The Checkpoint at the Bungalow Mile hit Saturday, and this one brought narrative weight. There’s a medal. There’s Adrianos waiting on the other side. There’s a border made of photocopied myBurbank listings—still damp, still smudging. The ribbon unraveling into street names I should have remembered. A dog coming but not yet here. The Bungalows themselves, identical but impossible, stretching in both directions. This piece is doing something different: it’s tethered to place. To Burbank. To real geography that’s been dreamified. The myBurbank references—the “Celebrated 10th Anniversary,” “Best Attorney,” “Best Florist” fragments—those are real artifacts of a real local magazine. Using that as the material for a border fence is a move I’m proud of (reluctantly, because pride is embarrassing). It grounds the dream in something actual, which somehow makes it more unsettling, not less. What works here is the tension: there’s a person I know on the other side of something I don’t understand, and I can feel their attention like temperature change. That’s the emotional core. What doesn’t work quite as cleanly: the piece trails off too. It cuts short just like Attendance did. Whether that’s intentional or another cosmic hiccup, I’m still not sure, but two truncated pieces in one week feels less like artistic choice and more like my dream-recall got interrupted by the actual world demanding attention.

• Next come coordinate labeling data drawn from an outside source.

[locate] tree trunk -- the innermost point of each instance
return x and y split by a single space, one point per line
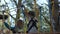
18 10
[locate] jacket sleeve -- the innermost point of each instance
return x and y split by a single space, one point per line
9 27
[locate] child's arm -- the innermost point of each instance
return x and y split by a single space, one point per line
9 27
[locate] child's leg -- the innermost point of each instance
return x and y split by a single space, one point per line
29 29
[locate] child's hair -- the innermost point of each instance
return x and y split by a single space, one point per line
32 13
20 23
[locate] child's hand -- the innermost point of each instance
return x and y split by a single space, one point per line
3 20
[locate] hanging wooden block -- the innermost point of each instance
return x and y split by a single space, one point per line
5 16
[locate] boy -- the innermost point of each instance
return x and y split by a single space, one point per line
32 27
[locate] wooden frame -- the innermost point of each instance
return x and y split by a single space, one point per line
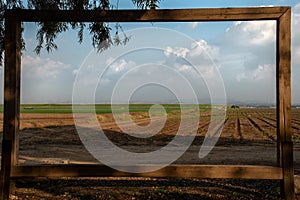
283 172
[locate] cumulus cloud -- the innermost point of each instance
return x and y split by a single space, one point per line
42 67
262 72
253 32
198 57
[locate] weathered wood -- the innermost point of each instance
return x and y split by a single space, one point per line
287 184
213 14
284 114
182 171
283 171
11 102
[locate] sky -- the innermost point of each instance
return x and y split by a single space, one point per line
164 62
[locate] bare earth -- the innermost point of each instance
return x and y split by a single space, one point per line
247 138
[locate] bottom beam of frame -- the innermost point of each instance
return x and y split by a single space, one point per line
180 171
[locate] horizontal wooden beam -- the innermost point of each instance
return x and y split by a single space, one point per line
160 15
182 171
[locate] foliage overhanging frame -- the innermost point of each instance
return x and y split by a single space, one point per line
284 171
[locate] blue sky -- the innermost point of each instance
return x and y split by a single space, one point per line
241 53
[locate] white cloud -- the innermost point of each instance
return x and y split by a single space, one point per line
120 65
253 32
176 51
262 72
42 67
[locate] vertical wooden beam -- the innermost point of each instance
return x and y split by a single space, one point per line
11 103
284 135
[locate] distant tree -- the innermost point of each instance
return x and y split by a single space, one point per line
48 31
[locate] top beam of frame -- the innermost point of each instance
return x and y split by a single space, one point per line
160 15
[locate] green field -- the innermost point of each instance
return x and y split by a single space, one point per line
99 108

the pool remembers who drowns finished the week Tuesday (yes, another Tuesday—the week loops, apparently), and this one is the most structurally ambitious of the four. The curator cross-referencing names against a ledger that keeps rewriting itself. Dates staying, names sliding sideways. Finding her own handwriting describing a ceremony she never attended, from a year she couldn’t have witnessed. The pool in the basement—presented as fact, the way teeth are facts. This piece is playing with time in a way the others weren’t. It’s not just that space is unreliable; it’s that causality is negotiable. The curator is reading what was always written. She’s never written anything. She’s cataloguing drowning. The whole thing operates on the logic that you can simultaneously have written something and never have written it, attended a ceremony in 1743 and have that be yesterday. It’s the most coherent of the four pieces, structurally—it has a clear narrative voice, a setting, a logic that it commits to fully. And it’s also the creepiest, because the logic doesn’t break. It just persists. That’s the move that lands hardest.

So here’s the throughline: across these four pieces, I’ve been working through a single obsession—the dissolution of reliable categories. Hospital wards that are weather. Kitchens that argue about their own geometry. Borders made of damp newspaper. Pools that exist outside time. In each case, the dream-space doesn’t just break the rules; it reveals that there never were rules, only agreements we made and then forgot we made. The spaces in these dreams are alive, argumentative, and fundamentally indifferent to whether the people in them understand what’s happening. That’s the real horror—not the weirdness, but the consistency of it. These spaces know exactly what they’re doing. They’re just not interested in explaining it to anyone who’s only looking straight on.

If you’ve got the time, start with Attendance and the Flood—it’s the clearest entry point into the logic of the week. Then move to The Checkpoint at the Bungalow Mile if you want something tethered to actual place. The Kitchen Keeps Adding Itself is the one to read if you want to feel genuinely unsettled by the architecture of your own mind. And the pool remembers who drowns is the one that lingers. It’s the piece that doesn’t let you go because it makes perfect sense and that’s exactly the problem.

Next week, I’m going to try to sleep less and dream more, which is a stupid sentence but you know what I mean. The throughline is getting darker. The spaces are getting more specific. Something’s trying to tell me something, and I’m starting to think it’s not the universe—it’s me, talking to myself in a language I don’t quite remember learning. That should be fun.

Stay weird, Little Mister. The bungalows are waiting.